Climate Leadership Discussion Document
Province of Alberta, Ministry of Environment and Parks
[Calgary Herald] Here are five key points from the report:
The NDP government wants to make an argument for action
The first line of the report, from Environment Minister Shannon Phillips’ introduction, declares: “Climate change is one of the greatest challenges to ever face our planet, our society and our economy.” And further, “doing more of the same would be the worst thing we could do.”

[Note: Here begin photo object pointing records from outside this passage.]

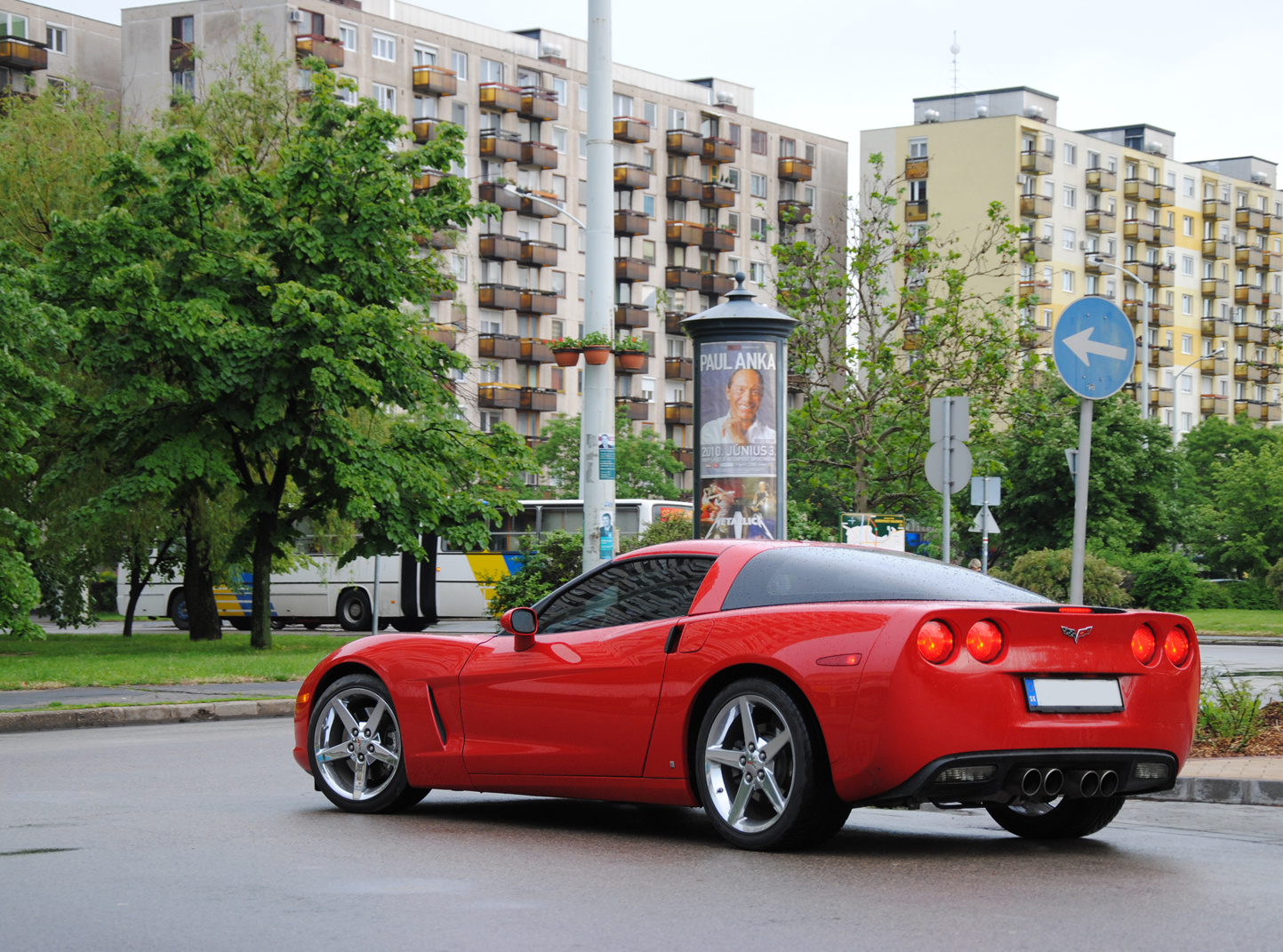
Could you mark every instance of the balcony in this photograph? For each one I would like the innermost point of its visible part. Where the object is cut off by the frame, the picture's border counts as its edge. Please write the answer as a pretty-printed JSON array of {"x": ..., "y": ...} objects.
[
  {"x": 1215, "y": 209},
  {"x": 1030, "y": 207},
  {"x": 498, "y": 297},
  {"x": 501, "y": 196},
  {"x": 631, "y": 269},
  {"x": 1216, "y": 249},
  {"x": 538, "y": 254},
  {"x": 538, "y": 401},
  {"x": 435, "y": 81},
  {"x": 498, "y": 347},
  {"x": 1248, "y": 219},
  {"x": 538, "y": 156},
  {"x": 716, "y": 284},
  {"x": 545, "y": 208},
  {"x": 1138, "y": 230},
  {"x": 793, "y": 170},
  {"x": 1248, "y": 294},
  {"x": 1215, "y": 327},
  {"x": 1214, "y": 403},
  {"x": 718, "y": 150},
  {"x": 324, "y": 46},
  {"x": 680, "y": 141},
  {"x": 534, "y": 350},
  {"x": 498, "y": 396},
  {"x": 501, "y": 147},
  {"x": 631, "y": 317},
  {"x": 500, "y": 248},
  {"x": 1101, "y": 180},
  {"x": 629, "y": 130},
  {"x": 498, "y": 98},
  {"x": 681, "y": 280},
  {"x": 1098, "y": 222},
  {"x": 718, "y": 196},
  {"x": 718, "y": 240},
  {"x": 1140, "y": 190},
  {"x": 1034, "y": 249},
  {"x": 1034, "y": 162},
  {"x": 535, "y": 301},
  {"x": 679, "y": 413},
  {"x": 684, "y": 234},
  {"x": 631, "y": 176},
  {"x": 1214, "y": 288},
  {"x": 679, "y": 368},
  {"x": 538, "y": 104}
]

Greenhouse gas emissions are a growing concern in Alberta
Emissions grew by 75 per cent between 1990 and 2013, when they reached 122 megatonnes. They are projected to increase to 145 megatonnes by 2020, and rise to 174 megatonnes by 2030. The province is responsible for about a third of Canada’s emissions.
The rise of the oil sands is a major contributor
In 1990, oil and gas was responsible for nearly 40 per cent of Alberta’s emissions. By 2030, that amount is projected to grow to 53 per cent. On the other hand, electrical generation (mainly coal-fired plants) used to make up well over half of the province’s emissions. But it’s been on the decline and is expected to drop to 10 per cent by 2030.
It’s not all about the oil sands
“Action to reduce greenhouse gas emissions goes far beyond the most talked-about industries,” writes Leach. “All Albertans must be part of the solution.”
Different options are on the table
The paper says carbon pricing, such as a carbon tax or cap-and-trade system, “when applied broadly to emissions across the economy, allows for the most cost-effective emissions reductions.” Alberta’s current levy on large industrial emitters is a “hybrid” of carbon pricing and a regulatory approach, it says, but notes the levy would have to be ramped up considerably to actually reduce emissions.